Чтение онлайн

ЖАНРЫ

Шрифт:

То, что я пишу, – дополнение к эссе Аверинцева, бесспорного как опыт его жизни и его прочтения Библии. А спор – с Владимиром Ошеровым. Слишком мало в его статье опыта и слишком много принципов. Принципы, как говорят в народе, – глупая вещь. Ошеров прав, показывая глупость либеральных принципов, вдохновивших американские реформы законодательства о семье и школе. Но он не видит глупости консервативных принципов.

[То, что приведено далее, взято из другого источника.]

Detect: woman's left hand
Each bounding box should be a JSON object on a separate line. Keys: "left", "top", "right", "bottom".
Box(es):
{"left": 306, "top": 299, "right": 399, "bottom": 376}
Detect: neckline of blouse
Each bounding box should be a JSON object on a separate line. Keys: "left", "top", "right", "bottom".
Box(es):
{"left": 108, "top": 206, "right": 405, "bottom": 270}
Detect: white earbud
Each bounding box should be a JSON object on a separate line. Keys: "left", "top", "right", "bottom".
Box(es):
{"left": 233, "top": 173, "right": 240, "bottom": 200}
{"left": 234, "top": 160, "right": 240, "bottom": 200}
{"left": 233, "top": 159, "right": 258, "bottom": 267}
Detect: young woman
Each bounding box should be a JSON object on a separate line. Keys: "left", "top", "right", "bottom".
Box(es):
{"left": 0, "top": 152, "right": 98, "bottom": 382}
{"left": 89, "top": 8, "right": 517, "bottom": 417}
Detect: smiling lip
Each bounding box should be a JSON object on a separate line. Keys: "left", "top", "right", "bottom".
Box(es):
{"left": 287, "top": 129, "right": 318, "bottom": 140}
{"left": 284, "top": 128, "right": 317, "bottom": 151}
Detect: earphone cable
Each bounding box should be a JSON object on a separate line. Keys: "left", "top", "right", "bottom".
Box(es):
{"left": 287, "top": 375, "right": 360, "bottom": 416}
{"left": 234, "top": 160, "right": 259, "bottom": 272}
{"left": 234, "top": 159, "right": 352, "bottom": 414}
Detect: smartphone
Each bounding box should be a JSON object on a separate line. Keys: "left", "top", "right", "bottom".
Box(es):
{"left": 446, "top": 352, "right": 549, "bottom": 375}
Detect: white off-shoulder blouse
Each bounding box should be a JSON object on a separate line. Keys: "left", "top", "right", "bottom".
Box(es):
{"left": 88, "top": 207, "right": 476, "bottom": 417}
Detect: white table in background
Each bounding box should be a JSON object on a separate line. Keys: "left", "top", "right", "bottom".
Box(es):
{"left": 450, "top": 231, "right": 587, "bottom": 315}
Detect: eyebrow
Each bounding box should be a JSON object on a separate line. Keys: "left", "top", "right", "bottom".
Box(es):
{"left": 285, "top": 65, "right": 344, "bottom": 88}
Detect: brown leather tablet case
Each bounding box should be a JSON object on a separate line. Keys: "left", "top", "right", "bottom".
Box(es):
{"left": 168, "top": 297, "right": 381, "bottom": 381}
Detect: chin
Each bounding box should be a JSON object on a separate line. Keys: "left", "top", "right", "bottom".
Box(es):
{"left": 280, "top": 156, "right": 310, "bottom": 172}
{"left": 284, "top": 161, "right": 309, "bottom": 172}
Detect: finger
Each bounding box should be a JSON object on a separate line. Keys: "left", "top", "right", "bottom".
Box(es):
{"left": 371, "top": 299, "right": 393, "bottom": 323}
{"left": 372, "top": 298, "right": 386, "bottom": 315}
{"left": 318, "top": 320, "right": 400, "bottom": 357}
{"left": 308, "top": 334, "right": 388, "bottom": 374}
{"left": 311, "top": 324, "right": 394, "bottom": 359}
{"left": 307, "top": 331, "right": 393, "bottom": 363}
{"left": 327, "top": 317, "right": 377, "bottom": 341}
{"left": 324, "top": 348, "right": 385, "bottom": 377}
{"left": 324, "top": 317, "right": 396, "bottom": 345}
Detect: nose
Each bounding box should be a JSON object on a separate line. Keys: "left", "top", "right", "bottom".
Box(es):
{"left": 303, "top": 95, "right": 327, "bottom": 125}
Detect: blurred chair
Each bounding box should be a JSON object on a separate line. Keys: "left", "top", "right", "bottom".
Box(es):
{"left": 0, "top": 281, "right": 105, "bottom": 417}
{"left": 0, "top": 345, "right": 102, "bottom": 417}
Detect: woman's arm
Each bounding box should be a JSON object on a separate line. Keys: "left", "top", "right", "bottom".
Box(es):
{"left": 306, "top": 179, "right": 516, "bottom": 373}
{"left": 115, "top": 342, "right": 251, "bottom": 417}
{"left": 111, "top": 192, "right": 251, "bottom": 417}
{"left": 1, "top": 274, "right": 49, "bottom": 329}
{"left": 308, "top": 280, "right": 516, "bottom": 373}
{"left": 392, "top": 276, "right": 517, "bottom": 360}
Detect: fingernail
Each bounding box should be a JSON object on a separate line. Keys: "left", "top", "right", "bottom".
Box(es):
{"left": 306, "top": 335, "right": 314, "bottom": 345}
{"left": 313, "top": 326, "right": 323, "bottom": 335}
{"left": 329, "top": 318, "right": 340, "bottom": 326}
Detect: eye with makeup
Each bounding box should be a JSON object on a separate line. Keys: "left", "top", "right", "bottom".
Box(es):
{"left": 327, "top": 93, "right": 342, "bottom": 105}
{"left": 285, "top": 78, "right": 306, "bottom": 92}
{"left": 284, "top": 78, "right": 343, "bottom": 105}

Он так же охвачен иллюзией законотворчества, как его противники. И я надеюсь это показать; но прежде мое дополнение к опыту Аверинцева. У него ничего не сказано о первой ступени любви, до семьи. Не только не сказано, а сознательно отброшено как что-то романтическое, субъективное, не нужное, если возродится жизнь в Церкви. Нет ничего о встрече, об узнавании, об открытии, что с этим человеком хочется прожить до самой смерти.

Я не сомневаюсь, что при глубокой вере новобрачных само таинство венчания становится своего рода встречей, и чувство единой плоти приходит

само собой; меня трогает признание Аверинцева, что к нему оно пришло после 25 лет брака. Но я не могу смотреть на этот случай как на обязательный, обязывающий. В сердцевине жизни – в том, что называют частной жизнью, – нет никаких общих правил. Одни исключения, над которыми царит дух любви. Или дух отчуждения и ненависти, если любви нет. И мир героинь Петрушевской, которым бесполезно проповедовать Евангелие.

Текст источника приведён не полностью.